8 Responses to "The Greek Syndrome"

  1. Aegean1972   February 21, 2012 at 2:44 am

    Nothing more to add to the article. Totally agree with Mr Kolodko.
    Its much cheaper to save Greece and act immediatly with a growth-plan, than let Greece default and open Pandora's box for Europe and then the contagion spreads to the US.

    Yesterdays agreement (130bn) should be followed immediatly with a plan for growth.

    In the decades ahead, the US should lead and Europe must be its stronger allie. They must work together in all areas. Strategically, economically, military, etc. They should also bring more countries under their wing (including India).

  2. diatoo1   February 21, 2012 at 7:07 am

    Brilliant article. The only thing not so very much clear is who is finally to bear the risks and the burden of doing that. I would agree if that is somehow – more or less pro rata within the EZ – distributed on the G20 level including in the first line the EU / EZ and in the second line the US (which plundered the european banking sector with selling worthless papers), unless the non-EU countries feel they are unaffected by the problem.

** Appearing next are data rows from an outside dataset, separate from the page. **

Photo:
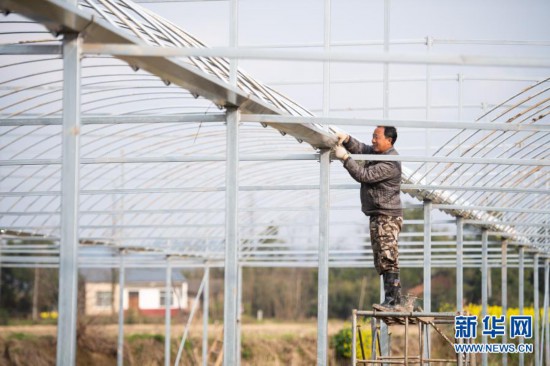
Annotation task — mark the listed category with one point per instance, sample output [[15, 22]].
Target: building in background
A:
[[144, 292]]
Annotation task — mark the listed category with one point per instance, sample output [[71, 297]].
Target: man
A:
[[380, 200]]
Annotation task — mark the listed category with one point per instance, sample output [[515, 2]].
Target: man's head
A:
[[383, 138]]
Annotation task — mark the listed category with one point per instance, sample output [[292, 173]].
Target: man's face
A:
[[380, 142]]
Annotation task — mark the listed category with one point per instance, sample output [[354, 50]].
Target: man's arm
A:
[[371, 174], [355, 146]]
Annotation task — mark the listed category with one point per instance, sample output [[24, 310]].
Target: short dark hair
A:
[[390, 132]]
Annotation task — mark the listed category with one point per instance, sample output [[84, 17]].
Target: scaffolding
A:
[[381, 343], [206, 205]]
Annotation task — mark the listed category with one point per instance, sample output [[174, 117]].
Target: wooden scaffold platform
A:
[[380, 343]]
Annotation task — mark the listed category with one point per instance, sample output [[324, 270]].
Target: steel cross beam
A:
[[62, 17]]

As a German citizen I would under no cicumstances agree to Euro-bonds (with Germany in the role of guarantor of last resort).

  3. Per Kurowski   February 21, 2012 at 6:07 pm

    “foreign bankers didn’t show a great deal of intelligence and responsibility when they were lending too much money to Greece”

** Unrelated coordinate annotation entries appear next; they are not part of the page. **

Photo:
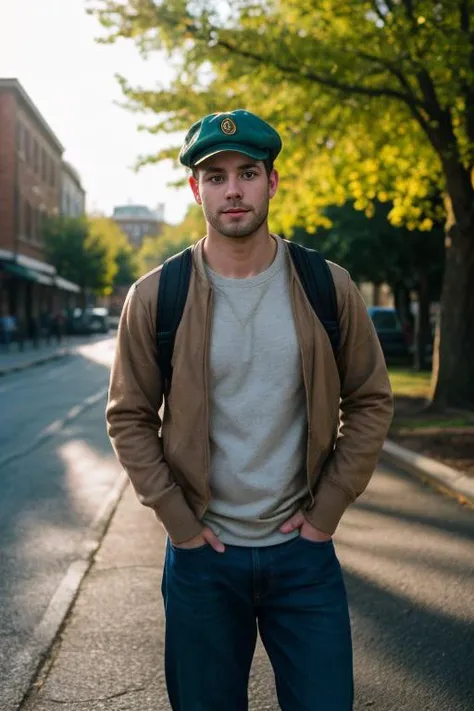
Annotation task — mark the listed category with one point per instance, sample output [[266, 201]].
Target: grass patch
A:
[[409, 383], [427, 423]]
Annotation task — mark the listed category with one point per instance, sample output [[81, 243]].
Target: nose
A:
[[233, 188]]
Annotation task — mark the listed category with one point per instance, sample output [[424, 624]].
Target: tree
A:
[[77, 254], [127, 267], [382, 91], [121, 256], [173, 239], [373, 250]]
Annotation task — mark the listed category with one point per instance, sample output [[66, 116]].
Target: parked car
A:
[[394, 341], [88, 321]]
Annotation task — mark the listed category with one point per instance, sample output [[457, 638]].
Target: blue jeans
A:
[[214, 602]]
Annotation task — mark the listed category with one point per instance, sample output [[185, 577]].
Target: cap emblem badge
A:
[[228, 127]]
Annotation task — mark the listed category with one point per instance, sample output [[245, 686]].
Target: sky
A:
[[50, 47]]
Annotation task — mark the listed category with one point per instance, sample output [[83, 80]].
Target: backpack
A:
[[312, 269]]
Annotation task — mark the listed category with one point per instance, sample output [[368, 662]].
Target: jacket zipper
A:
[[305, 382], [206, 401]]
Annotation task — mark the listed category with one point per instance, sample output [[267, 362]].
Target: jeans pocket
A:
[[197, 549]]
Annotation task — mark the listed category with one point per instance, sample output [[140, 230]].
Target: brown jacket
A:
[[349, 404]]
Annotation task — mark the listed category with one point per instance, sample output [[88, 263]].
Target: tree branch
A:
[[321, 79], [464, 17], [408, 5]]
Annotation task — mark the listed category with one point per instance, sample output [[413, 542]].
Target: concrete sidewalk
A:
[[109, 654]]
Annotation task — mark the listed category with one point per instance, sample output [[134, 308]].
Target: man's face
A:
[[234, 191]]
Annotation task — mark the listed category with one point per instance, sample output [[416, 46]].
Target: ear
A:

    Your bank regulators, those who gave you Basel II and who are now giving you Basel III, allowed all European banks to lend to Greece holding only 1.6 percent in capital, which means authorizing a leverage of bank capital 62.5 to 1. You tell me how intelligent was that?

    In all truth it was the bank regulators who did the eurozone in. http://bit.ly/t3mQe0

  4. Tobin   February 22, 2012 at 6:26 am

    Εxcellent article!!!
    The implementation of austerity measures and the lending with 3-5% it is not solidarity on behalf of European Union. The preposition of Mr. Kolodko is not only altruistic but also rational since will protect not only Greece but also the European and the Global economy from uncontrollable contagion effects. Was Keynes stupid when proposed that Germany should not pay war reparations after the Second World War. Unfortunately some of the European Politicians are either arrogant or ignorant of history!

  5. alexmedossys   February 22, 2012 at 12:12 pm

    No one should underestimate the huge drag the enormous public service has on the Greek economy.
    The Keynesian model cannot be relied on in the same manner as it was in the past to stimulate spending and boost the economy.
    Greece has to look towards modernizing its infrastructure and work methods.
    The huge amounts of government red tape that private business has to go through is a huge drain and thwarts creativity and efficiency.
    Reaganize the bureaucrats.
    Allow Greeks in Greece to perform and do what expat Greeks have been doing for years.
    They are natural free traders and capitalists at heart.
    Remove their chains in Greece and you remove much of the impediment to Greek prosperity….as long as their security (military and otherwise) is not at risk, Greece can succeed quite handsomely in a globalized market.

  6. ewulf   February 22, 2012 at 6:43 pm

    How can a fat man run the marathon?.Traditional Macro economics policies, do not have a solution for Greece.So, it is pressing for the absurd situation that such a fat man end up winning all of the competitors.Economics Emergencies ,need exceptional (emergencies) policies.

    • Grzegorz W. Kolodko
      Prof. G.W. Kolodko   February 22, 2012 at 7:08 pm

      I'm running marathion form time to time. Recently, 3 weeks ago, the Egyptian Marathon (see http://www.facebook.com/kolodko#!/media/set/?set=… . The most important is commitment. Well, you have to be fit, not fat.
      As for the Greek Syndrome, of course, it's a unique case and calls for unorhodox approach. this is a part of the problem.

  7. Deva Sagayam   February 25, 2012 at 4:23 am

    Greece is finding out its real economic level now.
    It was obscured.
    Where is the growth going to come from?